Maroon5 strives to stand out

Grammy winners fall between pop and rock

? When Maroon5 won the Grammy last month for best new artist of 2004, the Los Angeles pop band bested a field that included critics’ darlings, notably hip-hop auteur Kanye West and the archly ironic Scottish rock band Franz Ferdinand. It’s no exaggeration to say there was awkward disbelief in the Staples Center aisles after the envelope was opened.

“It was a shock, a total shock,” said one musician who was in the audience that night. “I was embarrassed,” said another. A third remembers wondering “if there was a mistake made or something.”

And that’s just the guys in Maroon5.

It’s not that the band is self-loathing — far from it, the five musicians collectively have the relaxed gait of a fifth-year college senior in flip-flops. It’s just that they know who they are and how they are viewed: an act that gets much love at record stores but usually braces for the worst when critics pull out their pens.

When the band started a decade ago, its members were middle-school students who bowed north to Seattle; the lead singer, Adam Levine, wore flannel onstage and whipped his long hair just like his hero, Eddie Vedder.

Now, the reed-thin Levine is a pop star who vamps in music videos and last year found his band sharing a bill with Jessica Simpson, “American Idol” singer William Hung and other Top 40 froth at Wango Tango, the super-sized pop show at the Los Angeles Coliseum.

Climbing the charts

Upon retiring the flannel, Maroon5 became a pop venture with just enough funk to call itself blue-eyed soul and far more in common with Hall & Oates than Alice in Chains.

Its creative compass has been recalibrated from Kurt Cobain to Stevie Wonder, and its debut album, “Songs About Jane,” has sold 3.7 million copies in the United States, with lots of help from the ubiquitous radio hits “This Love” and “Harder to Breathe.”

Maroon5 members are, from left, James Valentine, Adam Levine, Ryan Dusick, Jesse Carmichael and Mickey Madden.

Maroon5 is guitarist James Valentine, keyboardist Jesse Carmichael, bassist Mickey Madden and drummer Ryan Dusick. Oh, yes, there’s Levine, the lead singer and guitarist who has become, with no doubt, the Gwen Stefani of this outfit — the telegenic face, and abs, of a band that plays to largely female cheers.

Valentine joined the band in 2001 when the band became known as Maroon5. Before that they went by the airy name of Kara’s Flowers, the choice of the four childhood friends who knew from the start of high school that they wanted to be a band. Kara was a girl they shared a crush on and the habit of name-checking real romantic figures in their lives would hold on through the years; “Songs About Jane” is for an ex-girlfriend of Levine’s.

The band members recently gathered at the Viper Room to play a private show for pop-radio powers in the Los Angeles market.

Trip down memory lane

Before the Viper Room show, the band set aside time for a shared trip to the past — they all piled into two cars to visit the Brentwood childhood home of Dusick, whose parents long ago gave up their musty garage to band gear of Kara’s Flowers.
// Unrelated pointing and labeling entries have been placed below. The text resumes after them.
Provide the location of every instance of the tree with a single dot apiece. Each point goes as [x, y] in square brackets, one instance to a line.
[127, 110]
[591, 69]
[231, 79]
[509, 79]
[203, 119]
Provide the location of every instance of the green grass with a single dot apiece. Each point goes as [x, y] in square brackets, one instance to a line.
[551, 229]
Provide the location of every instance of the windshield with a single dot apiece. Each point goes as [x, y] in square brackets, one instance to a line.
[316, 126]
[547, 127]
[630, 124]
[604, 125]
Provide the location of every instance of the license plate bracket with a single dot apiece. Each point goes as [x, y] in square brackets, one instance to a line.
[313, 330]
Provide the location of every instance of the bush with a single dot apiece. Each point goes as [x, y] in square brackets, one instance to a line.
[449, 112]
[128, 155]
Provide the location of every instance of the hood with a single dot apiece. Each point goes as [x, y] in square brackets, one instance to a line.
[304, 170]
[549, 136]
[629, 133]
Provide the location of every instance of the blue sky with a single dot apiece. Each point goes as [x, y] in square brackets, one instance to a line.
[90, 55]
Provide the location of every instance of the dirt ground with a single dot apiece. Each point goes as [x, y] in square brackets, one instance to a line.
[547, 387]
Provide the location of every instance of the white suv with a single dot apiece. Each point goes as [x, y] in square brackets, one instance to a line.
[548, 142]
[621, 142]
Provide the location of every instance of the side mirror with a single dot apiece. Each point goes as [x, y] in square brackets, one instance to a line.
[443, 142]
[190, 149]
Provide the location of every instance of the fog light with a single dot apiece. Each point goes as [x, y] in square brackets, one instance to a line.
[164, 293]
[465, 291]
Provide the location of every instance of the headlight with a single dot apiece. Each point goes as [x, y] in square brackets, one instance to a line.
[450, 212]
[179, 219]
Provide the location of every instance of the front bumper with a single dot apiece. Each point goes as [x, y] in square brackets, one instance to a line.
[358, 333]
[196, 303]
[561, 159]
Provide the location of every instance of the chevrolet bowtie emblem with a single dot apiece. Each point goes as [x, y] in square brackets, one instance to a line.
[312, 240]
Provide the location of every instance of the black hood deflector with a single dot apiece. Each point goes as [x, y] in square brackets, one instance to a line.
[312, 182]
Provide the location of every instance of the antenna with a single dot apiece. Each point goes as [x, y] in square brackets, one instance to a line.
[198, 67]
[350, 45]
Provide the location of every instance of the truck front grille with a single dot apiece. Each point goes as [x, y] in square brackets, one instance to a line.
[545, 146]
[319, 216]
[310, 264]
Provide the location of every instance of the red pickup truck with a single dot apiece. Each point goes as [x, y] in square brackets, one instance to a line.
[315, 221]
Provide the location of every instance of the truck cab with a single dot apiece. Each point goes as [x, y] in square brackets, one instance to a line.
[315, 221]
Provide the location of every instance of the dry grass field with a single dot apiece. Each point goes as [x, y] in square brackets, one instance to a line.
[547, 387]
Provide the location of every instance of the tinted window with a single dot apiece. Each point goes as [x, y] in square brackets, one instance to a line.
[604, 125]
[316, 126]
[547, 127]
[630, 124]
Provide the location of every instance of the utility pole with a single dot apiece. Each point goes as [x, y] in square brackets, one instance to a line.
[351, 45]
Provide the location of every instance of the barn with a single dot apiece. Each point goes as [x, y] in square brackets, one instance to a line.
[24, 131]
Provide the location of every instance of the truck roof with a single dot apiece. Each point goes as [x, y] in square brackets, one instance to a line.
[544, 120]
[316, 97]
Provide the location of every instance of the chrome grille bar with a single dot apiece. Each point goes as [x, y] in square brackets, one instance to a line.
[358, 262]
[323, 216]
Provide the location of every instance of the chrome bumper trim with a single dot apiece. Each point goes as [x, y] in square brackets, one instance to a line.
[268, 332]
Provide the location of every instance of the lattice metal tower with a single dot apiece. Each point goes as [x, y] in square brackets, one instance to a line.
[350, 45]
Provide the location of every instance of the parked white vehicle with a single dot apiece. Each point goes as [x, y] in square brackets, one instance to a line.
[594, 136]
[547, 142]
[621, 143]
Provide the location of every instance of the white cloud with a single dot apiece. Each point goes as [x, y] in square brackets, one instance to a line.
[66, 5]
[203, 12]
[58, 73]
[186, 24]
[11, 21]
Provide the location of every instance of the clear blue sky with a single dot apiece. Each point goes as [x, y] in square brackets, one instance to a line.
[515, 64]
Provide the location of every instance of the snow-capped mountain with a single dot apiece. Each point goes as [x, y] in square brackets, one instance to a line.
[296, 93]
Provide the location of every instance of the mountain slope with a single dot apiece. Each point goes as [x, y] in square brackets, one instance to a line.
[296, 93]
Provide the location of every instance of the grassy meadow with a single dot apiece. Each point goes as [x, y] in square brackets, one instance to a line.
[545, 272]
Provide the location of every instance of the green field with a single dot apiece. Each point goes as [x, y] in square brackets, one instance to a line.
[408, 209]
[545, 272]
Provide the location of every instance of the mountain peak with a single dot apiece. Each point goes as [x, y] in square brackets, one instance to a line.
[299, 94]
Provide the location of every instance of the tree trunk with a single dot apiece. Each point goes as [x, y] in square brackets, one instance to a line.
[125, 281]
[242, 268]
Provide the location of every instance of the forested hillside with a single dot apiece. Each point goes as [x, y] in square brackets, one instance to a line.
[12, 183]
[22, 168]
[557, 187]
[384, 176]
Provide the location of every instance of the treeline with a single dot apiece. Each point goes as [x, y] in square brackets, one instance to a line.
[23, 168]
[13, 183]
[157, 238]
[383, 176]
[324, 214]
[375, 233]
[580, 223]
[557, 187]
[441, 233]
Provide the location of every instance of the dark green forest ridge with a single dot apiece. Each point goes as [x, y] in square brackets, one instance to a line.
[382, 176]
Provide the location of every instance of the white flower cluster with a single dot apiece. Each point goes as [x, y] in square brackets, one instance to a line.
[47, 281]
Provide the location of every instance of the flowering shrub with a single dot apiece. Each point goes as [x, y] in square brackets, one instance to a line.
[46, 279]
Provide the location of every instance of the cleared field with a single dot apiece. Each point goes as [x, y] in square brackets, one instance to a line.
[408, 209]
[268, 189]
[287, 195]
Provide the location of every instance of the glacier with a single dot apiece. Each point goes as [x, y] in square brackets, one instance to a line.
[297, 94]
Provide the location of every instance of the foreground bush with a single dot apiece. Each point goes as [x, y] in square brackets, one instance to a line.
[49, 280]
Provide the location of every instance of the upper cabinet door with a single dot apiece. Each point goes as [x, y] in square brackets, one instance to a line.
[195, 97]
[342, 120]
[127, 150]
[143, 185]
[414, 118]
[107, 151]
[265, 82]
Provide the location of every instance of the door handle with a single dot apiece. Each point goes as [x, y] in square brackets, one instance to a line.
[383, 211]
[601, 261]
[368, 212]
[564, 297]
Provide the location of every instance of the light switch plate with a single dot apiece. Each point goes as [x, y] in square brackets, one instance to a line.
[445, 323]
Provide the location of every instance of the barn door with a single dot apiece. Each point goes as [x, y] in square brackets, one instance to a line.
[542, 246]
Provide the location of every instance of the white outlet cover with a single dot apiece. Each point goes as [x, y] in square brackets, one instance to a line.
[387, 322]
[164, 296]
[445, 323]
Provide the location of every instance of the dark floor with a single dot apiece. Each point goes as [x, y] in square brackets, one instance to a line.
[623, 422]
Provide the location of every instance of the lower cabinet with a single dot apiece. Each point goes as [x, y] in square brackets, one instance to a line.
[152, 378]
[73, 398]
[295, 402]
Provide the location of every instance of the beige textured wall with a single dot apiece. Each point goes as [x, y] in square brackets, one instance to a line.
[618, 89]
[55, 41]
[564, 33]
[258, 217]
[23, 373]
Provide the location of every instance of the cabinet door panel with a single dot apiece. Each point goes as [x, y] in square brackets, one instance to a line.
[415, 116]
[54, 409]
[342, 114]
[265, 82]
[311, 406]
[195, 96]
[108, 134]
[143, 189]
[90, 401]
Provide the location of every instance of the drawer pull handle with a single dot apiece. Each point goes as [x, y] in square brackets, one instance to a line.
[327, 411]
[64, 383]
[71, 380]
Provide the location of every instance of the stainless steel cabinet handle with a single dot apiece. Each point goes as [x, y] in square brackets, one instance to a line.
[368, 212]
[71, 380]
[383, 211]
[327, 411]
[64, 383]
Standing in the garage, the band members chatted warmly, teased one another and dusted off old stories and gear, recalling how in the late 1990s it seemed as if their music career would be mothballed, too.

Kara’s Flowers released the CD “The Fourth World” on Reprise Records in 1997. Noted rock producer Rob Cavallo was on board, and even before the band members were old enough to vote, their tours of duty in Los Angeles clubs seemed to prime them for a big ramping up. Their sound by then had moved from grunge to a 1960s vibe, but none of it clicked at record stores, so they split.

Levine and Carmichael headed to college in New York, where they found their West Coast guitar sensibilities suddenly sampling R&B and other urban influences. That would be the sea change when they came back and relaunched as Maroon5.

The defining pop-culture moment for the band was not 10 years of touring, the Grammy or even the anointment by Clive Davis, the famed music mogul who has been instrumental in the group’s rise to fame.

No, the memory held by most fans is the video for “This Love,” in which Levine vamped for the camera while wolfishly making out with his then girlfriend, model Kelly McGee, each of them in varying degrees of disrobement.

“Naturally, Adam is more the focus as the singer, which doesn’t bother me at all, but I often stand there and feel like it’s happening around me and I’m like some sort of set piece,” Madden said. “We had wanted to do something cinematic, but it’s hard to realize that it will become this thing that introduces you to most fans.”

As it is, the group members straddle the line between pop stars and rock rebels, last year being featured in both Seventeen and High Times magazines.

The band is looking for a producer to guide its follow-up effort, and Levine shrugs off any concern that a misstep now will send the group into one-hit-wonder territory.

“Whether you love it or hate it, there’s no comparable band right now,” he said. “We occupy a pretty weird space. … We are a hugely successful pop group. Our spot is where we’re at now. Unfortunately it’s the byproduct of being perceived as attractive. But don’t hate us for it.”